Opens the buckets.json file.
Parses the JSON data from the file.
Extracts the list of buckets from the parsed data.

Task 3: Define Helper Function

def days_since_created(created_on):
    created_date = datetime.strptime(created_on, '%Y-%m-%d')
    return (datetime.now() - created_date).days

def print_bucket_summary(bucket):
    print(f"Name: {bucket['name']}")
    print(f"Region: {bucket['region']}")
    print(f"Size (GB): {bucket['sizeGB']}")
    print(f"Versioning: {'Enabled' if bucket['versioning'] else 'Disabled'}\n")

days_since_created: Calculates the number of days since a bucket was created.
print_bucket_summary: Prints a summary of each bucket’s details (name, region, size, and versioning status).

Task 4: Initialise Data Structure for Report

large_unused_buckets = []
cleanup_candidates = []
deletion_queue = []
region_costs = {}
department_costs = {}

large_unused_buckets, cleanup_candidates, deletion_queue: Lists to store specific buckets based on defined criteria.
region_costs, department_costs: Dictionaries to store cost data grouped by region and department.

Task 5: Analyse & Modify Bucket Data

for bucket in buckets:
    print_bucket_summary(bucket)

    if bucket['sizeGB'] > 80 and days_since_created(bucket['createdOn']) > 90:
        large_unused_buckets.append(bucket)

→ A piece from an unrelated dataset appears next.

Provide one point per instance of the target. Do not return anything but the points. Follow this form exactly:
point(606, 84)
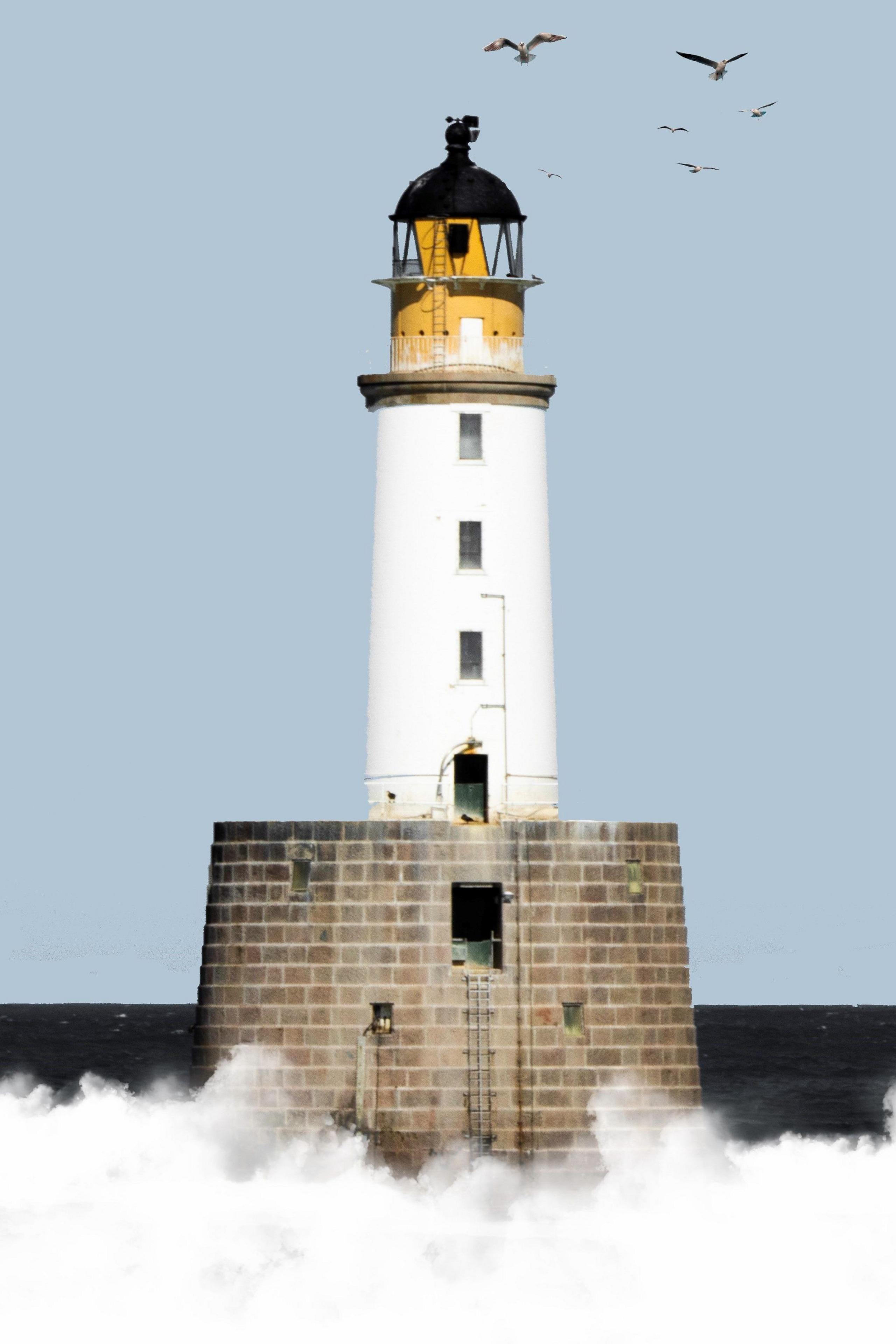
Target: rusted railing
point(418, 353)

    if bucket['sizeGB'] > 50:
        cleanup_candidates.append(bucket)
    if bucket['sizeGB'] > 100 and days_since_created(bucket['createdOn']) > 20:
        deletion_queue.append(bucket)

    cost_per_gb = 0.023
    region_costs.setdefault(bucket['region'], 0)
    region_costs[bucket['region']] += bucket['sizeGB'] * cost_per_gb

    department = bucket['tags']['team']
    department_costs.setdefault(department, 0)
    department_costs[department] += bucket['sizeGB'] * cost_per_gb

Loop through buckets: Iterates over each bucket in the list.
Print summary: Calls print_bucket_summary to display details.
Identify large unused buckets: Adds buckets larger than 80 GB and unused for over 90 days to large_unused_buckets.
Highlight cleanup candidates: Adds buckets larger than 50 GB to cleanup_candidates.
Add to deletion queue: Adds buckets larger than 100 GB and not accessed for more than 20 days to deletion_queue.
Calculate costs: Computes and updates the costs for each region and department.

Task 6: Generate Cost Report & Cleanup Recommendation

print("\nCost Report by Region:")
for region, cost in region_costs.items():
    print(f"{region}: ${cost:.2f}")

print("\nCost Report by Department:")
for department, cost in department_costs.items():
    print(f"{department}: ${cost:.2f}")
print("\nBuckets Recommended for Cleanup:")
for bucket in cleanup_candidates:
    print(f"- {bucket['name']} (Size: {bucket['sizeGB']} GB)")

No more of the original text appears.